Blind World

Gene therapy restores dogs' sight.

Reprinted on Blind World: November 1, 2003.
Originally Published by the BBC: April 27, 2001.

By The BBC's Keith Adams,
BBC News Online.

Blind World Editor's Note:

This article was originally published by the BBC in April of 2001.

Owing to the recent articles in the news, relating to dog genetics, and their relationship to human genetics, and current research being done on human disorders of the eyes, it was decided that we would reprint this article on Blind World at this time, to provide some history and background on where we are today with this research, helping to put things into their proper perspective for our readers.

Dogs born blind because of an inherited disorder have had partial vision restored by revolutionary gene therapy.

There are hopes that the technique might eventually help the small number of children born with the rare condition.

The advance, headed by researchers at the University of Pennsylvania, is published in the journal Nature Genetics.

It is the first time that such gene therapy has proved successful in a large animal.

Gene defect.

The condition Leber congenital amaurosis means that children are born either with severely-reduced vision or near-blindness.

The problem is caused by a defect in a gene called RPE65.

This is vital in helping to correctly construct the photo-receptors in the eye which convert light into nerve signals.

Flaws in the gene mean they do not work and the retinas gradually degrade.

The researchers took retinal cells from blind dogs with this genetic disorder.

These were then "infected" with a virus carrying a correct copy of the RPE65 gene.

Viruses reproduce by incorporating their own genes into the genetic structure of host cells, and those used in gene therapy have been modified so they carry no disease threat.

Injected back.

The "infected" cells were then injected back into the eyes of the dogs.

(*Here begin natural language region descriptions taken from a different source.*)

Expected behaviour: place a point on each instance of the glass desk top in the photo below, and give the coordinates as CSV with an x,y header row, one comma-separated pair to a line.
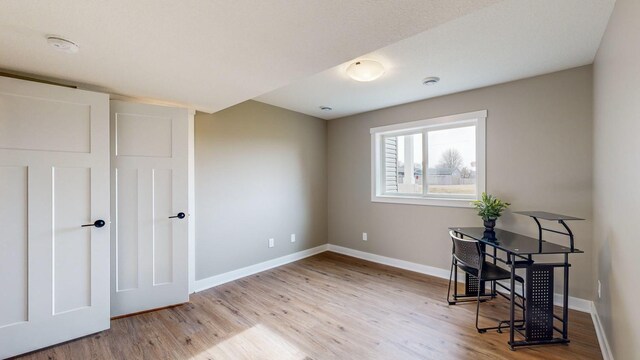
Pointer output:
x,y
514,243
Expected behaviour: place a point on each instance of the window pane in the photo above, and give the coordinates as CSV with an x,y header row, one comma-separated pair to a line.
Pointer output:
x,y
452,161
403,164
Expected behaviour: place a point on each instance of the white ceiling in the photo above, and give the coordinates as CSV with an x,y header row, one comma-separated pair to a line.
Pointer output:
x,y
510,40
206,54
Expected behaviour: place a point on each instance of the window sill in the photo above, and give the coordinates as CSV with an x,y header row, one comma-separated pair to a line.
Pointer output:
x,y
411,200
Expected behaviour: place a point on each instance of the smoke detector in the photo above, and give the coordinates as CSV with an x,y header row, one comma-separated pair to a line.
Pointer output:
x,y
431,80
62,44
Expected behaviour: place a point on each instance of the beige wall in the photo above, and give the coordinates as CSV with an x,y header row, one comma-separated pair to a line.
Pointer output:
x,y
616,174
539,157
260,174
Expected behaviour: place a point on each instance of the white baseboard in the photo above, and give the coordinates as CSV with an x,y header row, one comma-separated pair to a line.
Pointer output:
x,y
574,302
207,283
402,264
602,337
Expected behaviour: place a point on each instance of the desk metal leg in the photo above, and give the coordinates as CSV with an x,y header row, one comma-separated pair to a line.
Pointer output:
x,y
512,261
565,299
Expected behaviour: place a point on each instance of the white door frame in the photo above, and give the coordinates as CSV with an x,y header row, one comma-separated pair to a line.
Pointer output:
x,y
192,202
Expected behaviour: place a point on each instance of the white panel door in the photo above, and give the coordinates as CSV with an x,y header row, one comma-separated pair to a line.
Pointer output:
x,y
54,178
149,207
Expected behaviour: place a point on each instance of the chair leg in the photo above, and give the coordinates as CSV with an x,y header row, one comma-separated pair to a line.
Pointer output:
x,y
449,287
523,304
478,304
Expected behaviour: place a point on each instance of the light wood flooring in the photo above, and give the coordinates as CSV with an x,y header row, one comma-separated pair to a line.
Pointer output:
x,y
328,306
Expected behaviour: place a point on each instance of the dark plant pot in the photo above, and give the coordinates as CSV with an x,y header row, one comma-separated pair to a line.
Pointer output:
x,y
489,235
489,224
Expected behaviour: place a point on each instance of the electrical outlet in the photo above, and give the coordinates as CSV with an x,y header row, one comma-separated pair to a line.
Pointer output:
x,y
599,289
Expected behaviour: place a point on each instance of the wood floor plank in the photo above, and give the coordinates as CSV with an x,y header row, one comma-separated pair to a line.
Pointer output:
x,y
328,306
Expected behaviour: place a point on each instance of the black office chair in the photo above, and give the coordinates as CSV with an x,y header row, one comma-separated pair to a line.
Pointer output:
x,y
467,255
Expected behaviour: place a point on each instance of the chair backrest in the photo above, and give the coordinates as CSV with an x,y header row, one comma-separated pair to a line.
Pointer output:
x,y
466,251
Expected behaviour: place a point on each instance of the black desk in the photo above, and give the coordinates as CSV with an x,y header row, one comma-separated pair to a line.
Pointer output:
x,y
520,250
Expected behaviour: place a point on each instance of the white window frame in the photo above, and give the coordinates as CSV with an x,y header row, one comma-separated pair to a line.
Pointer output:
x,y
477,118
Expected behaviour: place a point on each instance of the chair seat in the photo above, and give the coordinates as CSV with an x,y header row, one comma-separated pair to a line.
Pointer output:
x,y
490,272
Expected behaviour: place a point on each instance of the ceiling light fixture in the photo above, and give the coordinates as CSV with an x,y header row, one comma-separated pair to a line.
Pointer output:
x,y
62,44
365,70
431,80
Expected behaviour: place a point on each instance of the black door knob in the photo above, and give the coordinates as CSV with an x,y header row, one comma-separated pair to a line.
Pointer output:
x,y
97,223
180,215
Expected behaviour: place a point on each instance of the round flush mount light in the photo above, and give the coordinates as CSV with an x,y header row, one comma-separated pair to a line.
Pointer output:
x,y
62,44
365,70
431,80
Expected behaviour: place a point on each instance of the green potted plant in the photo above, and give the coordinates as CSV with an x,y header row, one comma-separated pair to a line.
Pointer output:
x,y
489,209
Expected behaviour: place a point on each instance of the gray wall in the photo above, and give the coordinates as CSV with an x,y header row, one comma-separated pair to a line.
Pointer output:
x,y
539,157
260,174
616,174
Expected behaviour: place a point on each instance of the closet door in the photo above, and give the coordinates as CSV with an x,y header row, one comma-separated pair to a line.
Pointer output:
x,y
149,207
54,180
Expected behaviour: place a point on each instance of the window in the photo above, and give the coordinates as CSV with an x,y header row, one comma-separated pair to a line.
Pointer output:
x,y
430,162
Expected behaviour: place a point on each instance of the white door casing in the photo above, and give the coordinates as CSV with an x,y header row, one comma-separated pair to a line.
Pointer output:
x,y
149,161
54,178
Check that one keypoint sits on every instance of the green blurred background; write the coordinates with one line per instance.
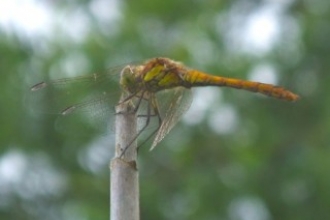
(235, 155)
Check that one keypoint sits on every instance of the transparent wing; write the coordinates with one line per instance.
(178, 103)
(86, 101)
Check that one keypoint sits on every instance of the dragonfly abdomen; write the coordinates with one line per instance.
(197, 78)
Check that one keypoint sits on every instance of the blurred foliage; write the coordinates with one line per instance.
(274, 164)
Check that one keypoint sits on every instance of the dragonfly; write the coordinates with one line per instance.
(144, 83)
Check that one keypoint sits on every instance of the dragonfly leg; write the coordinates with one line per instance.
(129, 98)
(156, 113)
(148, 115)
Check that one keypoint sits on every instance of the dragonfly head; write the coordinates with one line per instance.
(128, 79)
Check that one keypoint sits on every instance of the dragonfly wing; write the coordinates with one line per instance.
(178, 103)
(83, 101)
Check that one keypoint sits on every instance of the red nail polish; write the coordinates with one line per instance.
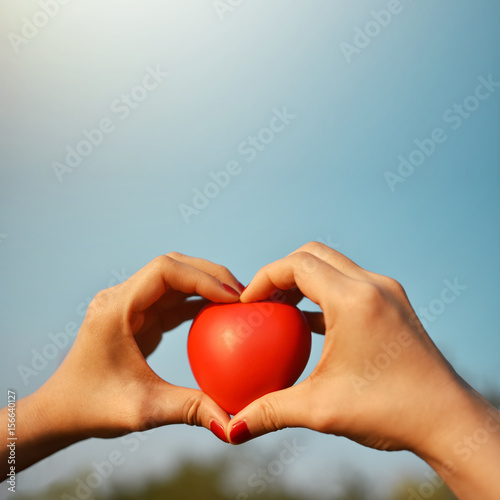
(218, 430)
(240, 433)
(229, 289)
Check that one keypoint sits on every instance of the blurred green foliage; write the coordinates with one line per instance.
(209, 481)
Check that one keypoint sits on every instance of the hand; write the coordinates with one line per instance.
(104, 387)
(380, 379)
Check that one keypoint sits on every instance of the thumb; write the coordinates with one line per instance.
(274, 411)
(193, 407)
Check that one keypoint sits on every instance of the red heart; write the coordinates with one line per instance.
(239, 352)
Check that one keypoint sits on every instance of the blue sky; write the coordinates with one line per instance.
(220, 79)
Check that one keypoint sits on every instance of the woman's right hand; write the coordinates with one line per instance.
(380, 380)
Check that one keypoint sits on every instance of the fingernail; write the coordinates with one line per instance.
(218, 430)
(240, 433)
(229, 289)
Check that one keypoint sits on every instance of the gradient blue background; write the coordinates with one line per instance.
(322, 178)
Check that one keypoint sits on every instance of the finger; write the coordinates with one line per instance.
(220, 272)
(176, 405)
(316, 321)
(164, 273)
(315, 278)
(334, 258)
(287, 408)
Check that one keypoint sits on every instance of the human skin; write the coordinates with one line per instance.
(104, 387)
(413, 401)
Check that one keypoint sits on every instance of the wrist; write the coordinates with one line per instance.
(464, 444)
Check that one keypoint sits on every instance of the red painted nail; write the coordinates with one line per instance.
(218, 430)
(240, 433)
(230, 289)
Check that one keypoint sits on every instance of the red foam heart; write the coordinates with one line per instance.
(239, 352)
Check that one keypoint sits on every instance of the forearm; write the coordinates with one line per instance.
(35, 436)
(467, 455)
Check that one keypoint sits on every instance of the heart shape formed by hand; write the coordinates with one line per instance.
(239, 352)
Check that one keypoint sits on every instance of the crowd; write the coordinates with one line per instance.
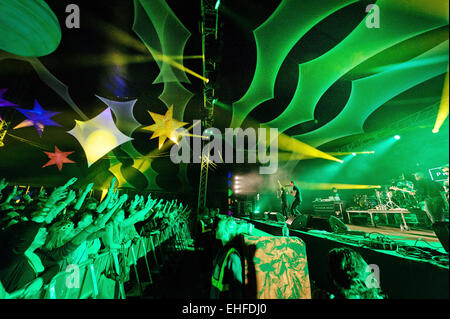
(41, 235)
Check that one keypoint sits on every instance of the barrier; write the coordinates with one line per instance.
(86, 280)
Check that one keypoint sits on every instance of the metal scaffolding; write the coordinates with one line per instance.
(209, 26)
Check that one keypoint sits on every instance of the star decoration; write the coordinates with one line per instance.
(98, 136)
(37, 117)
(3, 102)
(165, 127)
(58, 158)
(123, 111)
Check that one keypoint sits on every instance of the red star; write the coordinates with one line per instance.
(58, 158)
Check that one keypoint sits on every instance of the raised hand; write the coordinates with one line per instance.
(58, 194)
(3, 184)
(70, 197)
(70, 182)
(89, 187)
(113, 183)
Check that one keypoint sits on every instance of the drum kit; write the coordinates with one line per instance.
(399, 194)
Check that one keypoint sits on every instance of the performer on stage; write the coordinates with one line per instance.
(430, 193)
(283, 201)
(335, 194)
(297, 200)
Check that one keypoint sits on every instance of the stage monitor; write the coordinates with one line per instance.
(441, 231)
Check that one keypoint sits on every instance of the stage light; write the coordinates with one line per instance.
(443, 107)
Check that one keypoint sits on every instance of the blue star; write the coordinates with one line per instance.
(37, 117)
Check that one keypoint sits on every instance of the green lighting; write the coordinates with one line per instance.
(28, 28)
(364, 100)
(274, 40)
(399, 26)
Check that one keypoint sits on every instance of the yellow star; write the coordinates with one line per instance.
(165, 127)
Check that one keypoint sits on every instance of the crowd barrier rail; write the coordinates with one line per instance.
(102, 277)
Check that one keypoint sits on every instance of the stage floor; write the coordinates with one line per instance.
(413, 237)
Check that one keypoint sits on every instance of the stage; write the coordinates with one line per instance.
(412, 264)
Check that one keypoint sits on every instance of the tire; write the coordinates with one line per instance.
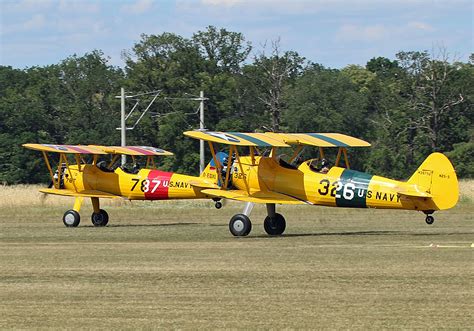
(240, 225)
(429, 220)
(71, 219)
(100, 219)
(275, 226)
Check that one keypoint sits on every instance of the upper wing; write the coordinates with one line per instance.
(319, 139)
(238, 138)
(271, 139)
(133, 150)
(96, 149)
(257, 197)
(69, 149)
(84, 193)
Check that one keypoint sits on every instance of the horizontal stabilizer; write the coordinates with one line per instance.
(415, 194)
(257, 197)
(84, 193)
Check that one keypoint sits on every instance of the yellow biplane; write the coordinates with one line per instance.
(262, 176)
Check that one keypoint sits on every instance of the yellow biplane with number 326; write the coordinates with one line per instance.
(261, 176)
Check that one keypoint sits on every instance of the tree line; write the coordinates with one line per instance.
(407, 107)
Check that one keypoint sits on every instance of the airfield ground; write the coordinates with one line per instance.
(175, 265)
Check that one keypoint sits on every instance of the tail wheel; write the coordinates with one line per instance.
(240, 225)
(71, 218)
(100, 219)
(429, 220)
(274, 226)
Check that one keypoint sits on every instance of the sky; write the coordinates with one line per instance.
(334, 33)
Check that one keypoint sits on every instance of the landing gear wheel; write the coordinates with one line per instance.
(429, 220)
(71, 218)
(274, 226)
(100, 219)
(240, 225)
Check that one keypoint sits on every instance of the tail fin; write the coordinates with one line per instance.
(210, 172)
(437, 177)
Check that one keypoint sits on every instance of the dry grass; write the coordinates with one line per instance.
(175, 265)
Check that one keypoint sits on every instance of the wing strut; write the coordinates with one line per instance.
(242, 170)
(45, 155)
(229, 166)
(73, 181)
(216, 161)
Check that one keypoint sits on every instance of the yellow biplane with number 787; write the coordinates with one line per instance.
(262, 176)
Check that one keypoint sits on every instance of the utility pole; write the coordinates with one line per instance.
(123, 129)
(201, 127)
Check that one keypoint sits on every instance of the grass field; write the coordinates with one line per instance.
(175, 265)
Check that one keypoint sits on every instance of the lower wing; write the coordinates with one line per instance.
(85, 193)
(257, 197)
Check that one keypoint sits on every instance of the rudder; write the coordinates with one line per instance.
(437, 176)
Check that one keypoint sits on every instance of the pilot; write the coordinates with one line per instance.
(324, 166)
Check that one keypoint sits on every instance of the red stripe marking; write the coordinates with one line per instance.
(140, 150)
(158, 185)
(78, 149)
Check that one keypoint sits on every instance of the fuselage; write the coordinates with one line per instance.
(339, 187)
(146, 184)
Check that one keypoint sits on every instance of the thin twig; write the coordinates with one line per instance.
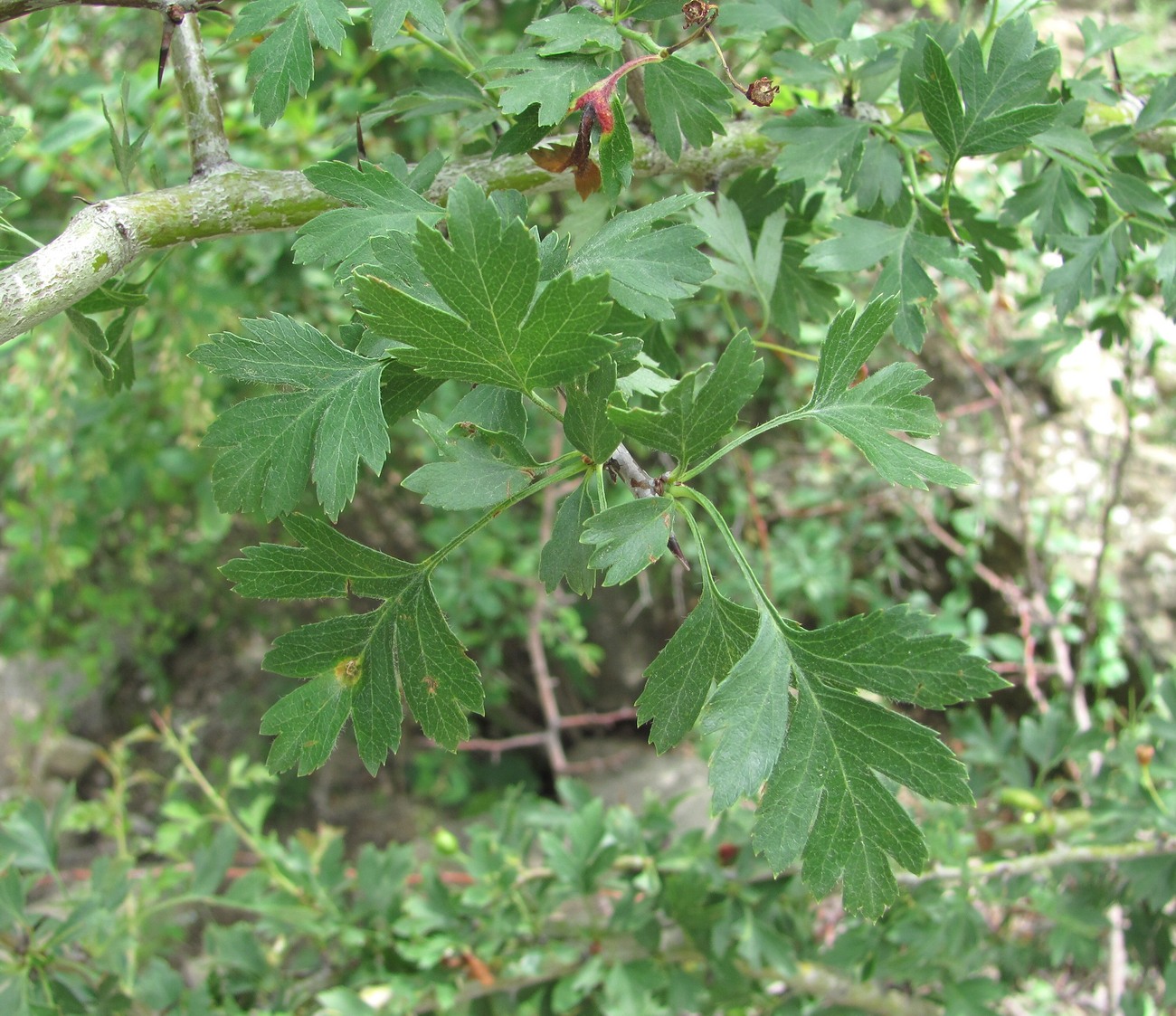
(540, 670)
(1046, 861)
(203, 112)
(1116, 960)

The dogs performed well on various tests to see how the eyes were performing.

The eyes responded as well to light and dark stimuli as the eyes of healthy dogs.

The treated animals also managed to avoid obstacles in dim light.

The researchers said they were "optimistic" about restoring some form of vision to children with the condition.

But the team say that long term safety trials on the therapy would have to be completed before testing on humans could begin.

There are still question marks over the safety of gene therapy, although some trials in other fields have been completed in humans with mixed results.